We are FAMILY…Five Important Lessons to Keeping Peace in the Family Business

20141218223812-business-familyBy – Angela Hohsfield

So, you’ve joined the family business. Whether you are there willingly, or begrudgingly show up each day, consider what brought you to the family business in the first place. Are you and a sibling equal partners? Did you grow up dreaming of sitting at your father’s desk? Or did mutual interests create an opportunity to work together? Regardless, here are five important lessons to protecting the sanctity of the family while running a prosperous business;

 

  1. Know your role. You may be the oldest child in the familial hierarchy, but the corporate structure has you reporting to a younger sibling at work. Clearly defined roles will allow for optimum productivity and employees will appreciate the transparency.

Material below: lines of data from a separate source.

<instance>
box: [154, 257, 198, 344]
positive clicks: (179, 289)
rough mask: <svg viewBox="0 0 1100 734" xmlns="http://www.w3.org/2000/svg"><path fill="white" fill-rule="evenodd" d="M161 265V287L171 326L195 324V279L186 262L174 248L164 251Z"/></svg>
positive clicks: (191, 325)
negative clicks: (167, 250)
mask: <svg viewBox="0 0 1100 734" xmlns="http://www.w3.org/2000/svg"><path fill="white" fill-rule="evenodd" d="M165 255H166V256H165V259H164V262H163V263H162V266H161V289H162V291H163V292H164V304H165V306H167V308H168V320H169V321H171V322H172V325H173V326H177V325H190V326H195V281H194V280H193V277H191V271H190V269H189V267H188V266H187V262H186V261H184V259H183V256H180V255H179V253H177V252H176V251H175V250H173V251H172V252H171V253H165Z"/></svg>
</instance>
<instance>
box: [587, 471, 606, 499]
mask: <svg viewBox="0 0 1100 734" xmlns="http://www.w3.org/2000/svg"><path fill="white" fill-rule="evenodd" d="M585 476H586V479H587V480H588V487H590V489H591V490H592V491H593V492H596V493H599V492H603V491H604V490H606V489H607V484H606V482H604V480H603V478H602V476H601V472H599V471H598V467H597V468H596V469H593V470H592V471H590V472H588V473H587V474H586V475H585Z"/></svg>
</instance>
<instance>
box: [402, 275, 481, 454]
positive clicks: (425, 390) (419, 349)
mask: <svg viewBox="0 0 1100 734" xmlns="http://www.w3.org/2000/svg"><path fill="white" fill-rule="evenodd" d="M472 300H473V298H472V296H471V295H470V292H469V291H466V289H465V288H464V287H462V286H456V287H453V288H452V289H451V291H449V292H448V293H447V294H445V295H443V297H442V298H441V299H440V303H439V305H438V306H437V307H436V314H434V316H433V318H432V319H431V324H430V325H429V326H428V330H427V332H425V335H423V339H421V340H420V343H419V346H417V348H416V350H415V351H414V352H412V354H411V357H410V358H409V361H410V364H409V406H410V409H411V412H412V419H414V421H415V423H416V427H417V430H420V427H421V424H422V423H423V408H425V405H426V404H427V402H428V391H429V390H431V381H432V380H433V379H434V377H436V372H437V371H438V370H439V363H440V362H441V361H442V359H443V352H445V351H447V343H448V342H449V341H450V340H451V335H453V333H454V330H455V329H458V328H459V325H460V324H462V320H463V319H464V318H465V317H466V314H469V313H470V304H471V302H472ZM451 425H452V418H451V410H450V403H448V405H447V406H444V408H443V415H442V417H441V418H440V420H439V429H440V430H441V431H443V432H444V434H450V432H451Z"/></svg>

This will also allow for a smooth transition if family dynamics change such as the death of a founder, or the introduction of a new generation.

 

  1. Keep personal issues at home. Come into agreement that the workplace will not be tainted by family drama. Family members may understandably have some stake in your personal life but bringing family issues to the office is a surefire way to create unnecessary tension for everyone involved, especially employees, and could potentially undermine your professional relationships.

 

  1. Show a united front. Despite typical family squabbles, all family members need to treat each other with respect and depending on roles, there may be times it is necessary to defer to other family members in authority. A wrinkle in a family fabric can be devastating and while not everyone will be in agreement at all times, family members should discuss and resolve serious issues outside of regular business hours.

 

  1. Avoid nepotism. While this may be an oxymoron for a company with blood ties, it is important to establish a culture of a fair work place. Some businesses, however, err to the other extreme by applying unwarranted expectations on a family member in an effort to avoid even a hint of nepotism. It is important to establish a culture of behavior that is applied fairly to all employees, whether family member or not, to keep the balance of work in check. Reassure employees who may feel insecure in their jobs if a new or younger family member comes on board.

 

  1. Communication is key. Communication is a fundamental key to any successful business. A consistent approach to handling disputes should be put in place for smooth conflict resolution. Even if your business is made up solely of family members, unresolved family issues are often the underlying cause of strife so each family member should have the ability to share thoughts or visions as their roles dictate without fear of repercussions.

 

The numerous challenges of working with relatives can be offset by its many rewards. Above all, the value you place on a family business, or with working alongside family, will be paramount to your success and that of the business.